GENEVA: The standoff between Iran and the United States is a “clash of wills,” a senior commander of Iran’s powerful Revolutionary Guards said on Thursday, suggesting any enemy “adventurism” would meet a crushing response, Fars news agency reported.
Tensions have spiked between the two countries after Washington sent more military forces to the Middle East in a show of force against what US officials say are Iranian threats to its troops and interests in the region.
“The confrontation and face-off of the Islamic Republic of Iran and the malicious government of America is the arena for a clash of wills,” Iran’s armed forces chief of staff Major General Mohammad Baqeri said.
He pointed to a battle during the 1980-88 Iran-Iraq war where Iran was victorious and said the outcome could be a message that Iran will have a “hard, crushing and obliterating response” for any enemy “adventurism.”
On Sunday, US President Donald Trump tweeted: “If Iran wants to fight, that will be the official end of Iran.
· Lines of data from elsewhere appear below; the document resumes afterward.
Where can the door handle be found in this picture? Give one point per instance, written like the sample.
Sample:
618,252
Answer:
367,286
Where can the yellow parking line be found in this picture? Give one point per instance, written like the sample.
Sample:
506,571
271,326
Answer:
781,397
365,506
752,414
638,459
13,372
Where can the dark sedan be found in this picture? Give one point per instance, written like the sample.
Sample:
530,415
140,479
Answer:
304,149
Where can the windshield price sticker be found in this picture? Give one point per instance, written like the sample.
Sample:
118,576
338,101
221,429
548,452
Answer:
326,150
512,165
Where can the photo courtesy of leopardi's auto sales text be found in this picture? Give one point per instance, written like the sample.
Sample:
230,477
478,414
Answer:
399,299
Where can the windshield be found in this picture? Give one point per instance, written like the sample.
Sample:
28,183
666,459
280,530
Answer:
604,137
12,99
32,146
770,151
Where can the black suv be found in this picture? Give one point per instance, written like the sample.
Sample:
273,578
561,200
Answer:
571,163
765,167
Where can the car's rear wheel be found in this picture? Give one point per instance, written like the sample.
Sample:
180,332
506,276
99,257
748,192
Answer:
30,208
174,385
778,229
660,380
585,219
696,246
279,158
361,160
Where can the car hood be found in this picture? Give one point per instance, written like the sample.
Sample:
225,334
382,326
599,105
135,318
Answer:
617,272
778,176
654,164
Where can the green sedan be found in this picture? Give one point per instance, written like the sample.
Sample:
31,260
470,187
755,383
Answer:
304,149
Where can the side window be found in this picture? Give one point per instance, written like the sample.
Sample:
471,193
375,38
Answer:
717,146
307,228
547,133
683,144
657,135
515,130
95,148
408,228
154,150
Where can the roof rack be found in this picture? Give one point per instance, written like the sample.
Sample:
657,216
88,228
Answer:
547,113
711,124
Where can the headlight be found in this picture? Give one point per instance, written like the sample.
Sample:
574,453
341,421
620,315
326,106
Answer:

Never threaten the United States again!“
Trump restored US sanctions on Iran last year and tightened them this month, ordering all countries to halt imports of Iranian oil or face sanctions of their own.
Trump wants Iran to come to the negotiating table to reach a new deal with more curbs on its nuclear and missile programs.
Reiterating Iran’s stance, the spokesman for its Supreme National Security Council said on Thursday that “There will not be any negotiations between Iran and America.”
Keyvan Khosravi was also quoted as saying by the state broadcaster that some officials from several countries have visited Iran recently, “mostly representing the United States.”
He did not elaborate, but the foreign minister of Oman, which in the past helped pave the way for negotiations between Iran and the United States, visited Tehran on Monday.
“Without exception, the message of the power and resistance of the Iranian nation was conveyed to them,” he said.
In Berlin, a German diplomatic source told Reuters that Jens Ploetner, a political director in Germany’s Foreign Ministry, was in Tehran on Thursday for meetings with Iranian officials to try to preserve the 2015 Iran nuclear deal and cool tensions in the region.